Patient organisations will be key in tackling invisibility across all levels. Eleftheriou discussed the mission of TIF, which is the “promotion of disease-specific national programmes that should be co-ordinated and funded by healthcare systems.” TIF has identified that, within Europe and across the globe, PLWRD experience significant inequalities in the extent and quality of services available, which is most stark in lower income countries. In fact, even within Europe, less than 20% of patients are receiving the appropriate care for thalassaemia.

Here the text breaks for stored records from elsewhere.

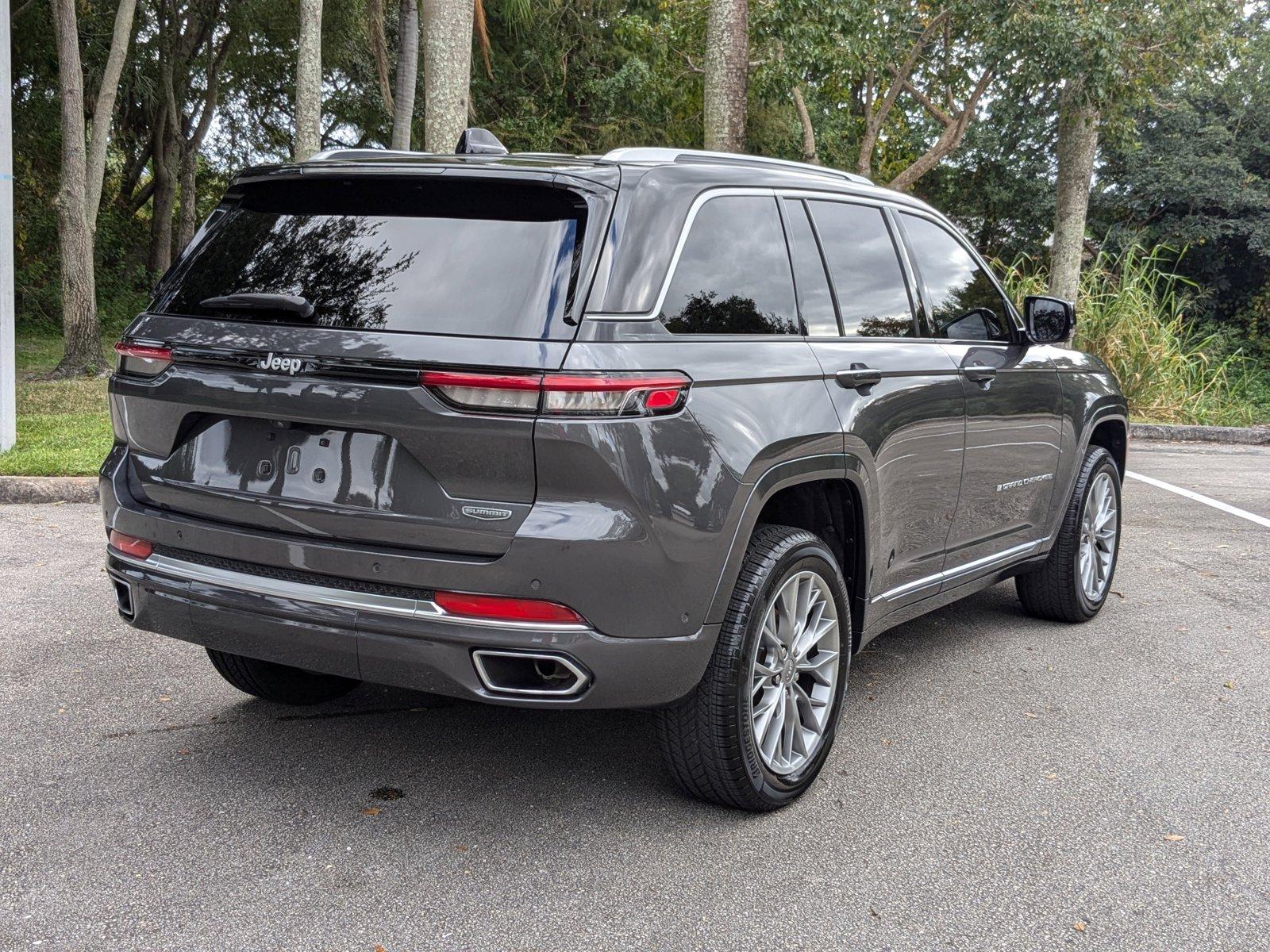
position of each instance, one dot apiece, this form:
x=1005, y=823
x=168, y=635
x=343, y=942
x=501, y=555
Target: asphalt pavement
x=999, y=782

At the local level, Lapointe suggested that “training by patient organisation and patients” can help to raise awareness and increase visibility, and discussed how at national and international levels. European Reference Networks (ERN) “should become an extension of national healthcare systems” for the provision of shared knowledge and resources to improve care across Europe and that international information sharing should include medical and non-medical specialities to address all aspects of disease burden. This point was further highlighted by a direct quote from Rath: “Listen to patients; they are experts.”
The importance of robust, well-designed epidemiological research in promoting rare disease awareness and reducing inequalities was highlighted by Eleftheriou, who stated that “there is a great need to improve national registries and upgrade epidemiological work, as well as a great need to actually design new epidemiological work.”
Rath introduced the Orphanet disability project, its aim to measure the impact of rare disease on daily life, and explained that information collated from the project could be used by health and social care systems to anticipate challenges and develop strategies and solutions to improve quality of life for PLWRD. Following on from this, Martinez presented the second ENSERio study,3 which was conducted by FEDER to implement policy and improve outcomes for PLWRD. The data they obtained provided crucial insight into the unmet needs of PLWRD in Spain. Martinez explained that data from these studies can raise awareness and be used as an advocacy lever to encourage decision makers to implement local policy change and that robust data collected at the local level can drive changes at the national level.
The successes of previous research could be utilised, up scaled, and applied at the global level to raise awareness, collaboratively collect data, and affect change by informing policy and developing assessment/ needs frameworks.
The key recommendations that came from this discussion included collaborative work between organisations and federations to reinforce the work being performed at regional, national, and global levels, training by patient organisations and patients themselves as rare disease experts, incentivising research, and development of strong policies and assessment frameworks with adequate funding.